Wednesday, September 24, 2008

Re-entering Dunnettworld

Well, my reading rates have tailed off after that magnificent burst of activity during the summer. This month, I have gone back to the habit of having about 3 books on the go at any one time, and then of course, there is marking, the masters and planning and preparation to be done.

So what is on the Currently Open but Unfinished pile?

Solomon & Lord: disappointing Miami law-thriller-romance. Promising reviews from the likes of Carl Hiaasen and Harlan Coben, but it's mushy and the characters are more like tv-movie characters than real people. Nearly finished.

The French Renaissance Court, Robert Knecht: this one I am really enjoying. It is proper history, but also accessible to people like me who are not academic historians. And it is a beautiful book to handle, lovely quality paper and reproductions, along with competent, concise prose exploring a complicated and complex subject.

King Hereafter, Dorothy Dunnett. I've been saving this since I bought it in 2001 just after DD died and I knew there would be no more books. It's the story of Macbeth, but not as we know him from Shakespeare. Instead, it is one of DD's classic recreations of period, focusing not on 15th or 16th century Europe, but on 11th century Scotland, and it is wonderful. I wasn't in the mood when I first picked up the novel, but now there is a group read on one of the Dunnett webgroups and it is at a steady pace, not too fast, allowing us all plenty of time to tease out meanings, observe the subtleties and work our way through the labyrinth of names and places that are a little familiar, but not totally so.
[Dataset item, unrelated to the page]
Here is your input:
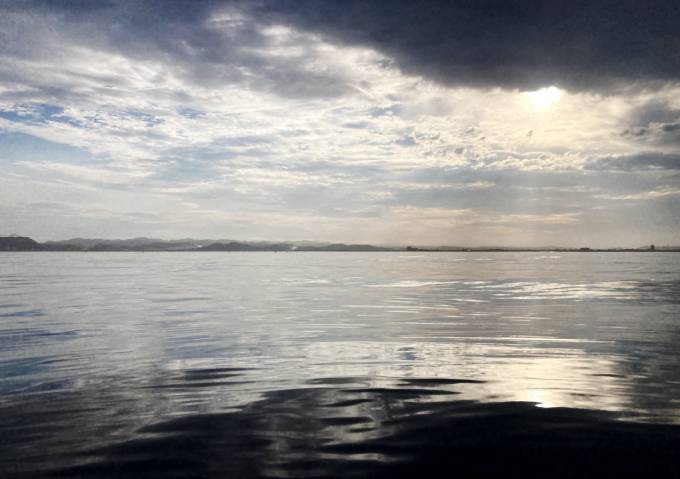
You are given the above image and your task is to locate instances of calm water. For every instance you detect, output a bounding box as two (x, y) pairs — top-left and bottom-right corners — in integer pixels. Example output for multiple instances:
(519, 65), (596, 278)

I was surprised to encounter Lady Godiva, frex.

Dunnett's modus operandi is layering detail on detail to build her world, and to write about intelligent heroes surrounded generally by intelligent and perceptive observers. We rarely enter the hero's point of view, most frequently encountering him through the perceptions of others, which are opaque and driven by their own agendas, and she is quite extraordinary in capturing the way internal and external drives conflict and mesh to drive events. She is like a scientist turning a specimen over and around, searching out its secrets, its crannies and its depths, and yet leaving still some mysterious glamour over the reader. Once she has you in her grip, that's it, you are hers forever as a reader. When I look at the complete set of DD novels, the audiobooks and the interaction with my fellow fans over the internet, I cannot quite believe that it is now 22 years since I first read her books, and 26 years since I first heard her name, recommended in glowing and passionate terms by a literature don at Georgetown University.

Her throne remains empty. There are other writers of historical novels, certainly, but no one really to compare with her. Patrick O'Brian, perhaps, although he died the year before she did. I think the closest I've come recently is Naomi Novik's Temeraire series, although they are slighter and more fantasy-oriented, and Megan Whalen Turner's Eugenides books, although they are alternative history and aimed squarely at the YA rather than the A market. I don't mean to diss either writer when I say they don't really compare.

So I am enjoying my last unread Dunnett novel, savouring it, relishing it and drawing out the pleasures of a stay in the Dunnettverse, a world of riches and insight, led by a sure-footed guide in full command of her facts and faculties.